I recently came across a story on the NFL's offseason rules changes. There were a few changes, though nothing earth shattering. But one area that was not touched was the playoffs. Whatever ideas that were floating out there regarding the NFL playoffs were quickly squashed by the owners, and New England Patriots owner Robert Kraft said this about the playoffs.
"There’s something to be said about competition at the end of the season, but look at our game against the Giants. Tom Coughlin didn’t hold back and we had something to play for. I do believe if you win a division, it’s good for your fans to know you will have a home game. To win a division, there is a reward and we wanted to keep that.”
I immediately thought about the MLS and their playoff structure. In MLS, each playoff team gets to host a home game, so the bar for MLS is much lower than the bar for the NFL. It's a reward to reach the playoffs but it's somewhat of a punishment for certain clubs once you get there. Results in April and May matter somewhat but it all gets trumped by whatever team has the hot hand in September and October.
So I figured, what system would work in order to make it rewarding for clubs to reach the playoffs and feel good about it. I came up with something that in theory might work but wouldn't if the league is set on reaching 18 teams.
Now, I do feel that a single-table top-six-teams-get-playoffs format would work best, but it's not realistic. MLS officials are bent on Americanizing the sport, that is adding elements fans of other American sports are familiar with such as conferences, divisions, all-star games, playoffs, etc. etc. that you may not see in foreign soccer leagues. The game itself can't and shouldn't be changed (I shudder with the thought of overtime and shootouts) but these other elements can and are modified.
Thus, with a 16-team league, the teams can split up into two conferences the way they are but then could be further divided up into divisions.

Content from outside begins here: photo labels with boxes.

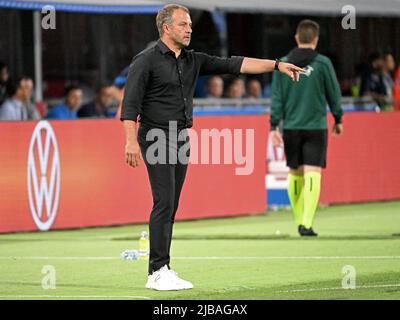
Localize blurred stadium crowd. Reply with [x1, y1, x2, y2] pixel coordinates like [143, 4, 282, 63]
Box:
[0, 51, 400, 121]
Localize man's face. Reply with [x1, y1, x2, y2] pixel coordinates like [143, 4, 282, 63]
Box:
[167, 9, 192, 48]
[18, 79, 33, 101]
[99, 87, 114, 108]
[66, 89, 82, 111]
[385, 54, 396, 72]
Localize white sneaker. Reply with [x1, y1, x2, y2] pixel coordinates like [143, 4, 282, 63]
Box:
[168, 270, 193, 290]
[146, 266, 183, 291]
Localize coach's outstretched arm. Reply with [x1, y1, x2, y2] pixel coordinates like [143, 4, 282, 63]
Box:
[240, 57, 305, 81]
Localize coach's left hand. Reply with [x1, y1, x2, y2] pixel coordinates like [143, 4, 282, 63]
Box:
[278, 62, 305, 81]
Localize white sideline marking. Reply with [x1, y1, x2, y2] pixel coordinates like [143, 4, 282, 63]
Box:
[0, 256, 400, 260]
[276, 284, 400, 293]
[0, 295, 151, 300]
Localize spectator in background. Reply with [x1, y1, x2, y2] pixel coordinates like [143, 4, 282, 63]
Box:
[47, 85, 82, 120]
[360, 53, 386, 109]
[112, 67, 129, 119]
[0, 76, 40, 121]
[382, 52, 396, 108]
[393, 60, 400, 111]
[247, 79, 262, 99]
[226, 78, 246, 99]
[78, 85, 114, 118]
[0, 62, 11, 106]
[207, 76, 224, 98]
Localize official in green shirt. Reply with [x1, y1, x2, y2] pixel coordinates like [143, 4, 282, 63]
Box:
[270, 20, 343, 236]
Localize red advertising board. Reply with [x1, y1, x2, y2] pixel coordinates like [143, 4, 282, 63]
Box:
[0, 116, 267, 232]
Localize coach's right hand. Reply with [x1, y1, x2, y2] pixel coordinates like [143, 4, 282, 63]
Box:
[269, 130, 283, 147]
[125, 142, 143, 168]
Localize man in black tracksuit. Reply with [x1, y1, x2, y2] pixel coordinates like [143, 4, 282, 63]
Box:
[121, 4, 304, 290]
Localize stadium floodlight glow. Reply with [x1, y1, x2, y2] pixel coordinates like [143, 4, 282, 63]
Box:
[28, 121, 61, 231]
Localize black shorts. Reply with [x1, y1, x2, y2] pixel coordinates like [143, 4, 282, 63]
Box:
[283, 129, 328, 169]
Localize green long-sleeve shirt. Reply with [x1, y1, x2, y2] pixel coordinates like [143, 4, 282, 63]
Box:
[270, 49, 343, 129]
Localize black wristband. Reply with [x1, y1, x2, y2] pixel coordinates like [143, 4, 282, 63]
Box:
[274, 59, 281, 71]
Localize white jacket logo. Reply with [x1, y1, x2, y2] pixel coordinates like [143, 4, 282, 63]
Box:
[28, 121, 60, 231]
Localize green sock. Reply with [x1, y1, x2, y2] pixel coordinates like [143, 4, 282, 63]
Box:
[302, 172, 321, 229]
[288, 173, 304, 225]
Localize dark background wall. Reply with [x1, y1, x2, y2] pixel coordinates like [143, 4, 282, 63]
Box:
[0, 9, 400, 96]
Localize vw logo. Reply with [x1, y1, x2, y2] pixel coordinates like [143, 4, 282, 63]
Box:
[28, 121, 60, 231]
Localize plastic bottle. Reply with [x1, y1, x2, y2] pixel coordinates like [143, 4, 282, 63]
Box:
[139, 231, 149, 260]
[121, 250, 139, 260]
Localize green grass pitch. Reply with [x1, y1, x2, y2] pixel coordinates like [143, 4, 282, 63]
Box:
[0, 202, 400, 300]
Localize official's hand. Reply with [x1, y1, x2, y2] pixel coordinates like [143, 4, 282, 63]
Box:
[278, 62, 305, 81]
[125, 142, 143, 168]
[269, 130, 283, 147]
[332, 123, 343, 137]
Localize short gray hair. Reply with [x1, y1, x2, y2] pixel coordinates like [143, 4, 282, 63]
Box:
[156, 3, 190, 37]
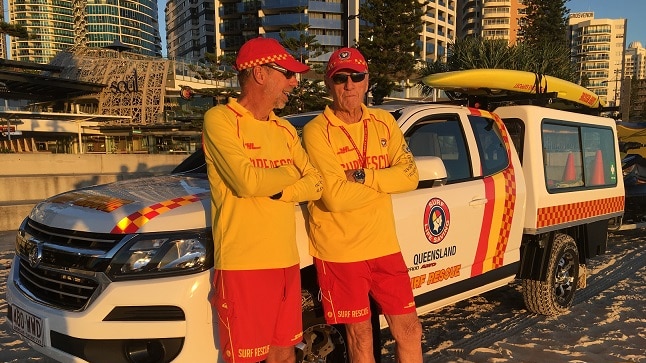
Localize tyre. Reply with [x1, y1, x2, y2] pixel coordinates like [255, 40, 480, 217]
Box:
[522, 233, 579, 315]
[296, 324, 348, 363]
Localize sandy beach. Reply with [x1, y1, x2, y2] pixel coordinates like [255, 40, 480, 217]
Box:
[0, 229, 646, 363]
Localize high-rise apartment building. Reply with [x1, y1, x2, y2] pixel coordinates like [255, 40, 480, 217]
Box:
[9, 0, 161, 63]
[165, 0, 457, 62]
[568, 12, 626, 106]
[458, 0, 525, 44]
[624, 42, 646, 80]
[164, 0, 217, 60]
[0, 1, 7, 59]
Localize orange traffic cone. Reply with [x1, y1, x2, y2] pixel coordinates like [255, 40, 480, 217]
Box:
[563, 152, 576, 182]
[590, 150, 606, 185]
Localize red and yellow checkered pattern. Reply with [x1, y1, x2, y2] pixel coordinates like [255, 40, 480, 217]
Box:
[236, 53, 291, 71]
[536, 196, 624, 228]
[492, 167, 516, 269]
[111, 192, 209, 234]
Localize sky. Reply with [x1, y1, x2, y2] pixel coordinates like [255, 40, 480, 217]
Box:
[565, 0, 646, 47]
[157, 0, 646, 57]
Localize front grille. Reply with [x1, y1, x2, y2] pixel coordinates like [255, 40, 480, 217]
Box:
[16, 220, 125, 311]
[19, 259, 99, 310]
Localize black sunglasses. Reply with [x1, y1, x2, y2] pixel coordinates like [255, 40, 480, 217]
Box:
[332, 73, 368, 84]
[263, 64, 296, 79]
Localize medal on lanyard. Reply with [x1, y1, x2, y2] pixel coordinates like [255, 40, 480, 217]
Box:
[340, 120, 368, 169]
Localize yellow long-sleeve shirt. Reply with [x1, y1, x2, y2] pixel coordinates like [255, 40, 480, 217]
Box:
[303, 106, 419, 262]
[204, 99, 322, 270]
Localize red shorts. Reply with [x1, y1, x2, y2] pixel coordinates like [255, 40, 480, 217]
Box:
[314, 253, 415, 324]
[212, 265, 303, 363]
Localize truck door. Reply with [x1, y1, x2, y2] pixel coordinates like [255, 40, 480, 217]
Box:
[393, 113, 487, 306]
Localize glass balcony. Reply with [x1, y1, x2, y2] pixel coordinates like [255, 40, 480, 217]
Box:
[261, 0, 308, 10]
[262, 14, 309, 28]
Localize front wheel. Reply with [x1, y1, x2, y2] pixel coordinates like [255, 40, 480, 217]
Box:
[296, 324, 348, 363]
[523, 233, 579, 315]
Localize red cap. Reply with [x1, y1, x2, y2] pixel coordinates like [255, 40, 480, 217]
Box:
[235, 37, 310, 73]
[325, 48, 368, 78]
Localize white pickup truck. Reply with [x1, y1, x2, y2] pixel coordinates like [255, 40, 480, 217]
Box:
[7, 104, 624, 363]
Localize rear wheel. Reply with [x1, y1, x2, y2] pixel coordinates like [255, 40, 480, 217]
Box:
[523, 233, 579, 315]
[296, 324, 348, 363]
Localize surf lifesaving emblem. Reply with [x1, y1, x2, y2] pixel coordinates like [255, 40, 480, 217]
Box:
[424, 198, 451, 244]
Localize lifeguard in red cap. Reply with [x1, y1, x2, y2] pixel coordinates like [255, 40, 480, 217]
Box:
[303, 48, 422, 363]
[204, 38, 322, 363]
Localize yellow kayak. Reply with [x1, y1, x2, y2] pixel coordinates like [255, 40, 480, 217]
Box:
[422, 69, 605, 108]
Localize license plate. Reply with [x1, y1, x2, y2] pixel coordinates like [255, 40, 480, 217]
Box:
[11, 305, 45, 347]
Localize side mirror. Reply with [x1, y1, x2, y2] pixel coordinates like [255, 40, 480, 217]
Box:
[415, 156, 447, 189]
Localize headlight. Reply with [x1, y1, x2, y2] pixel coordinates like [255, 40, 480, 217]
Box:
[107, 231, 213, 280]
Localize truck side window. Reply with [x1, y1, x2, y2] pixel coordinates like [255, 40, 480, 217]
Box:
[469, 116, 509, 176]
[542, 122, 583, 191]
[542, 120, 617, 192]
[581, 126, 617, 186]
[502, 118, 525, 164]
[405, 116, 472, 183]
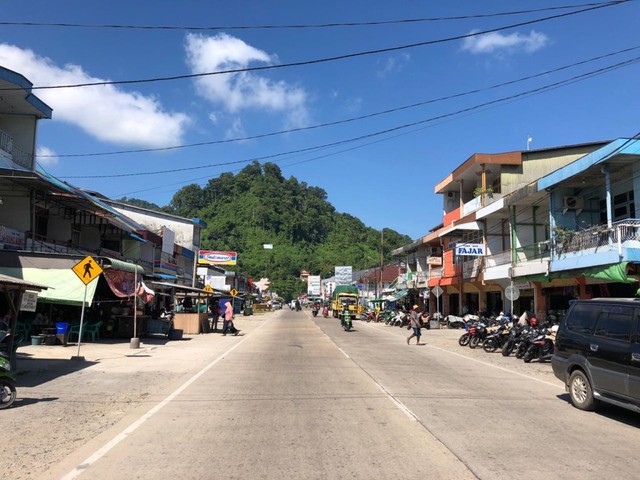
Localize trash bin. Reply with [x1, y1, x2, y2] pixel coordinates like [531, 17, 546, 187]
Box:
[56, 322, 69, 346]
[56, 322, 69, 335]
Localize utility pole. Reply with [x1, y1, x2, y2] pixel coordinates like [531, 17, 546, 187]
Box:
[380, 229, 384, 296]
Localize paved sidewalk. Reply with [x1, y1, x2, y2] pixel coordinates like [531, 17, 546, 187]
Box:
[14, 313, 271, 382]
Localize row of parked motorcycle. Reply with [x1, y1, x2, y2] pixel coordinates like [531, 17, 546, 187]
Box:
[458, 316, 557, 363]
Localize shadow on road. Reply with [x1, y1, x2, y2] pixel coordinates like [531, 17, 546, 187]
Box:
[16, 353, 96, 388]
[557, 393, 640, 428]
[11, 390, 60, 409]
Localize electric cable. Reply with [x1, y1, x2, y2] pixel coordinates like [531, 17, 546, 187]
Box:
[60, 53, 640, 179]
[0, 0, 634, 91]
[0, 0, 630, 31]
[39, 45, 640, 158]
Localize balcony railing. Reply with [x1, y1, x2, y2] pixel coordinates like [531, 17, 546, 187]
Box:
[0, 130, 33, 169]
[462, 193, 502, 216]
[484, 251, 511, 268]
[553, 218, 640, 255]
[516, 240, 551, 263]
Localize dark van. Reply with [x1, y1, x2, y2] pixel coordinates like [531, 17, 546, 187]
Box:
[551, 298, 640, 412]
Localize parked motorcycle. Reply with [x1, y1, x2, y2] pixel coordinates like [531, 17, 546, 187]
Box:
[522, 329, 555, 363]
[502, 325, 525, 357]
[469, 322, 488, 348]
[482, 323, 511, 353]
[342, 310, 352, 332]
[0, 348, 17, 410]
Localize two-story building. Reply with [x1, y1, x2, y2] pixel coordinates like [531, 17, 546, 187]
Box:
[393, 139, 637, 315]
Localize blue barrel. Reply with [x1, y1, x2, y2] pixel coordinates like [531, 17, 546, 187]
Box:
[56, 322, 69, 335]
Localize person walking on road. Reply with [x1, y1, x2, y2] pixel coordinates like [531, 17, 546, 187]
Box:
[407, 305, 424, 345]
[222, 301, 242, 336]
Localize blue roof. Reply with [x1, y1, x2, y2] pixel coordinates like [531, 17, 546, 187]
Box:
[538, 138, 640, 190]
[0, 67, 53, 118]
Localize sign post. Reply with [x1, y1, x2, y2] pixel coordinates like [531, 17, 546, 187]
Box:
[431, 285, 444, 314]
[71, 256, 102, 360]
[504, 280, 520, 318]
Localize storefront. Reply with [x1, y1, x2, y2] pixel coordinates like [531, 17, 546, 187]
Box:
[151, 282, 220, 335]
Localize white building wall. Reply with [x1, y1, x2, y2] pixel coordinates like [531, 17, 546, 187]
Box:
[112, 205, 196, 251]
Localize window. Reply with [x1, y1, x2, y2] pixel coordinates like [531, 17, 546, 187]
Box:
[566, 303, 600, 335]
[595, 306, 634, 342]
[600, 190, 636, 223]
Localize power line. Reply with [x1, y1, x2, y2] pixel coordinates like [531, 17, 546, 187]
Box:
[0, 0, 634, 91]
[0, 0, 620, 31]
[38, 45, 640, 158]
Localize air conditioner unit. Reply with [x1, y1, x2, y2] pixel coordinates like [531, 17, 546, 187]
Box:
[562, 197, 584, 214]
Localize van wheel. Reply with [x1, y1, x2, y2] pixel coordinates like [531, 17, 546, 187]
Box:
[569, 370, 596, 410]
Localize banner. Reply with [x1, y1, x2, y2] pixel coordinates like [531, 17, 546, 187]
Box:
[307, 275, 320, 296]
[335, 266, 353, 285]
[198, 250, 238, 265]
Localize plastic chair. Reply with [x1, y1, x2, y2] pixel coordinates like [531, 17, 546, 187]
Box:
[67, 323, 87, 341]
[82, 320, 104, 342]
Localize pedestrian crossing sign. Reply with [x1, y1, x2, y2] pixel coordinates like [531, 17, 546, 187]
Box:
[72, 256, 102, 285]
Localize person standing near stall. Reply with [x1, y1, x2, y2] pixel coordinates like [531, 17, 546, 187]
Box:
[222, 300, 242, 336]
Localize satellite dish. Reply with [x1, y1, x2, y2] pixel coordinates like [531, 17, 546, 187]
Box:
[504, 285, 520, 301]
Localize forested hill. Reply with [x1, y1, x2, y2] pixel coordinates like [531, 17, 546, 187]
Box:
[121, 162, 412, 296]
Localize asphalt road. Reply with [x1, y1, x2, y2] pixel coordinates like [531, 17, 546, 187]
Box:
[38, 310, 640, 480]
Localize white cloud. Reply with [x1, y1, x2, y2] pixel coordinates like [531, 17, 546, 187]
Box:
[185, 33, 308, 126]
[462, 30, 550, 53]
[0, 44, 189, 148]
[224, 117, 247, 140]
[36, 147, 58, 170]
[378, 52, 411, 77]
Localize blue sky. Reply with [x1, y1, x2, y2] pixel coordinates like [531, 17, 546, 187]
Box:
[0, 0, 640, 239]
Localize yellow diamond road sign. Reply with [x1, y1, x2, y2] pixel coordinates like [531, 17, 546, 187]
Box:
[72, 256, 102, 285]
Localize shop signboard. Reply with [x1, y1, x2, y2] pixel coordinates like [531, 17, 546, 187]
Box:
[456, 243, 486, 257]
[198, 250, 238, 265]
[307, 275, 321, 296]
[427, 257, 442, 265]
[20, 292, 38, 312]
[335, 266, 353, 285]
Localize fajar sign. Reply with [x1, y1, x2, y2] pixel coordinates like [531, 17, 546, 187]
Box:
[456, 243, 485, 257]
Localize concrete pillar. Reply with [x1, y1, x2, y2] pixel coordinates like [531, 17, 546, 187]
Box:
[531, 282, 548, 322]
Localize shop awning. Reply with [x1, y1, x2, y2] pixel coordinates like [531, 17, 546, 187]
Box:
[100, 257, 144, 275]
[150, 282, 222, 297]
[0, 267, 98, 306]
[384, 290, 409, 302]
[518, 262, 638, 283]
[438, 222, 481, 237]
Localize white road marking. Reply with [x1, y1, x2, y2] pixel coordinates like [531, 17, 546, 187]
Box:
[61, 322, 267, 480]
[313, 322, 420, 422]
[360, 318, 564, 391]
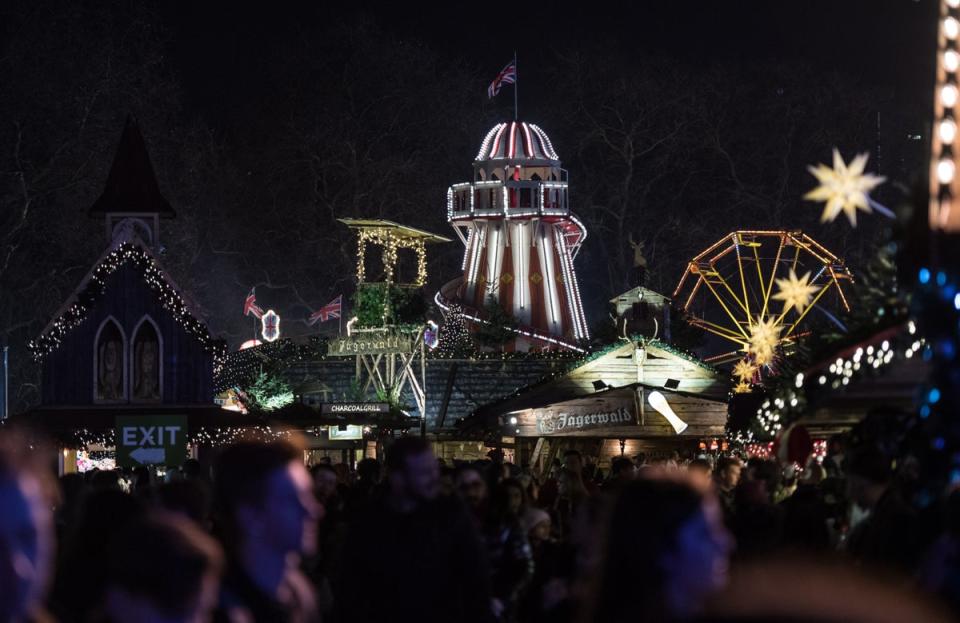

Thus, in 2010 the league could look like this:
Real Salt Lake
In this format, each team would play each division rival four times. Each team from one division would their counterparts in the other division within its conference three times. Thus, Pacific teams would play Mountain teams three times apiece and same for Atlantic and Central teams. Additionally, each team from one conference would play one game against each team from the other conference.
For instance, Colorado would play four games apiece agaist thier divisional rivals, three games apiece against teams from the Pacific Division and one game against each Eastern Conference team. Maybe they host two teams from each division and play away at the other two, or something similar. The season would go back up to 32 games, though. It's the only way I found this to system to work.
As far as the playoffs, the driving force behind this model, the division winners would get a spot. Plus, the best second-place team from each conference would go as well. So if RSL finishes second in their division but has more points than the second-place team in the Pacific, they'd go.
Best team in each conference gets a bye, the other division winner would host the wild card in a one-off conference semifinal match with the winner traveling for the conference final. I think that may make the regular season much more interesting and competitive.
It won't work with 18 teams though. You'd have to either keep it the way it is right now - with two conferences only - or go with one table and the top six or eight get in.